Sadece benim değil, herhalde ilkokuldan liseye kadar Milli Tarih ve Din Kültürü ve Ahlak Bilgisi dersleri almış her arkadaşımızın aklına her öğrenim yılı yeniden ve yeniden kazındığı üzre, ‘Türklerin İslamiyetle tanışması Talas Savaşı’yla başlar’. Ne var ki bu savaşın ne olduğu, ne için verildiği, arka planı ve hatta tarafları bile doğru dürüst anlatılmaz da, insanların bilhassa ilk gençlik dönemlerinde yaşadığı ve pek de hatırlamak istemediği bir anıdan bahsetmek zorunda kaldığında yaptığı gibi, “Ya işte o da öyle bir dönemdi,” diye geçiştirilir.
Şimdi öncelikle okuduklarımdan aklımda kaldığı kadarıyla bu bir savaş değil muharebe ve bir insan topluluğunun bir muharebe sırasında başka bir dini nasıl tanıma fırsatı bulduğu benim aklımın çok da almadığı bir konu. Ne bileyim, başınızın üzerinde vızır vızır oklar uçuşuyor, toz duman, atlılar koşturuyor ama sen de o sırada yepyeni bir dinle tanışıyorsun, valla helal olsun:
“Abi Çinli atlıları güneyden saldırıyor, siz ne yapıyorsunuz?”
“Öğle namazını eda edeceğiz.”
“Tengri Tengri, o nasıl oluyor?”
“Tengri değil Allah. Bak şimdi günde beş kere…”

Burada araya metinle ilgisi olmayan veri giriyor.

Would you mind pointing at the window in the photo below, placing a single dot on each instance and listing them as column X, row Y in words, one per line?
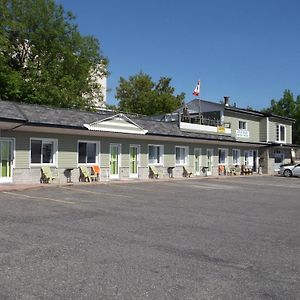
column 87, row 152
column 280, row 133
column 181, row 155
column 222, row 156
column 242, row 125
column 236, row 154
column 43, row 151
column 155, row 154
column 278, row 157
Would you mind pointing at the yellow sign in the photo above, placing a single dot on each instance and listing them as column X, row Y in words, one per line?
column 221, row 129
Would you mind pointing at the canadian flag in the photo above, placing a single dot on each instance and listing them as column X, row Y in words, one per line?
column 197, row 89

Ha nedir, Talas Muharebesi’nin sonrasında Orta Asya’da İslam kısa süre içinde yaygınlaşıyor mu yaygınlaşıyor. Ama bu ‘kısa süre’ tabii insanlık tarihi için kısa bir süre ve bu toplulukların İslamiyeti kabul etmesi bir iki-üç yüzyıl sürüyor, o da ayrı mesele. Yani ne bileyim, Roma İmparatorluğu’nun Hıristiyanlıkla tanışması ve Hıristiyanlığı kabul etmesi arasında geçen süre de aşağı yukarı bu kadar zaten.
Her neyse, isterseniz gelin bu ‘gizemli’ muharebenin öncesine bir bakalım. Efenim, o yıllarda Çin’de hâkim olan Tang hanedanı, Çin’i batıdaki en geniş sınırlarına ulaştırmış, bunu da büyük oranda Göktürk Devleti’ni hâkimiyeti altına alarak başarmıştı diye biliyorum. Ayrı bir, hatta iki Göktürk devleti var, var olmasına da, bize okul kitaplarında “Çinli prensesler yöneticilerin aklını aldı,” diye aktarılan hadise aslında bildiğin Tang hanedanının, özellikle doğu ve batıya ayrılmış iki Göktürk devletini hâkimiyeti altına aldığının nişanesi. İkinci Göktürk devleti Çin’den daha bağımsız bir kültür yaratmak istemiş diye hatırlıyorum. Yine de öyle kanlı-bıçaklı değiller ama ansızın yıkılmalarının Tang hanedanının arka çıktığı Uygurlar yüzünden olduğunu da eklemek gerek.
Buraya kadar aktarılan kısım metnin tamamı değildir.